Why Floor Planning Is Important to Consumers
Without floor planning, a dealer would not be able to have a wide selection of merchandise in his showroom or on his lot, and most of the added features that you can buy would most likely be in catalogs or brochures rather than there for you to see. Also, most likely you would have to ask the dealer to order the merchandise from the manufacturer, and it might take a month or two before your order can be delivered to you.
Benefits for Dealers
Most dealers will agree that it is far easier to sell a product when you have it in stock as opposed to selling it from a catalog or an ad from the manufacturer. So by having a large inventory of products available through floor planning, dealers most likely will enjoy increased sales and profits.
Benefits for the Manufacturer
When a piece of merchandise from a manufacturer is received by the dealer who has a floor planning arrangement with a lender, the lender notes the item and immediately sends the manufacturer a check for it. Therefore, the manufacturer does not have to worry about when the product is sold to the end user, so his costs are also reduced.
How Floor Planning Affects the Lender
Unlike most collateral on loans that is mostly static, the retailer is in more control of the collateral under a floor planning arrangement, and that makes it harder for the lender to control because it will fluctuate from day-to-day. For that reason, a lender must physically check the inventory of a client often to make sure that his loan remains adequately covered. Also, if inventory financed by floor planning is moving slower than expected, the lender may ask for payment from the dealer for interest and possible depreciation of its collateral. And in a soft economy, that can pose a serious problem both for the lender and the retailer.

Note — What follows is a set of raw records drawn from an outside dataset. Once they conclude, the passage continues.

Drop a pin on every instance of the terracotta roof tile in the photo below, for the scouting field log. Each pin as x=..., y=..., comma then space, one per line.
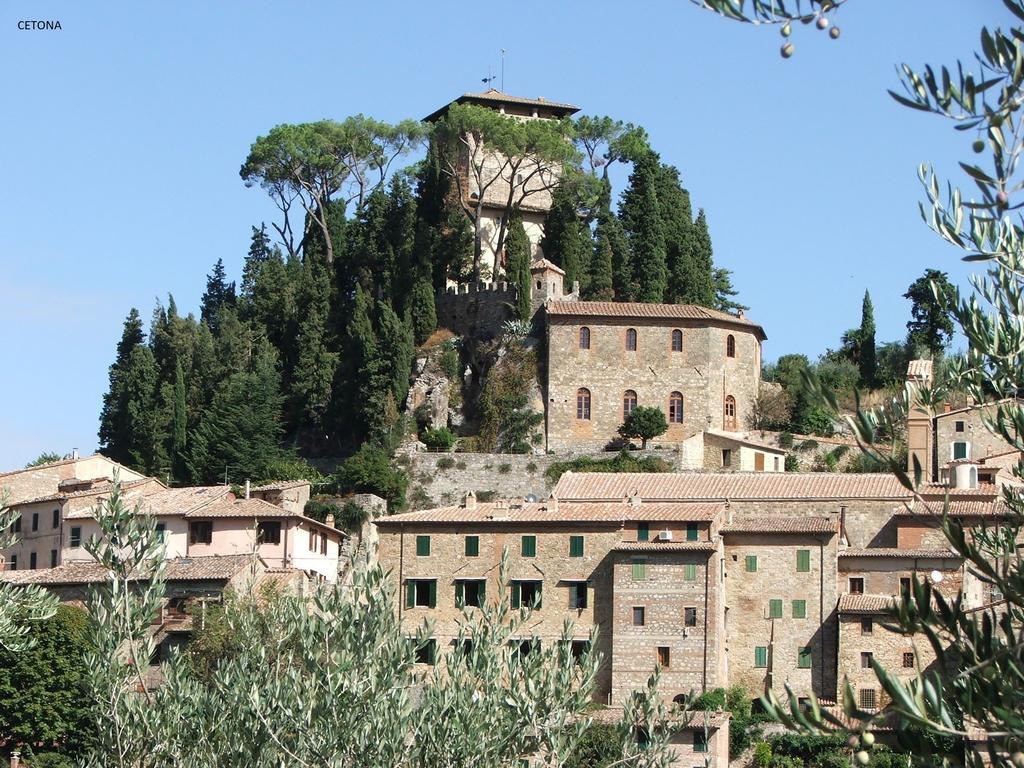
x=727, y=485
x=893, y=552
x=864, y=603
x=613, y=512
x=638, y=309
x=781, y=525
x=178, y=569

Who Offers Floor Plan Financing?
Many major banks offer this arrangement to its larger retail customers. Also, the major automobile manufacturers in the United States created GMAC, Ford Motor Credit Co. and Chrysler Credit to provide both floor planning to its dealers as well as to make car loans to buyers. Over the years, it order to increase sales, these companies offered floor planning to its dealers at a lower interest rate to encourage them to take more cars into inventory.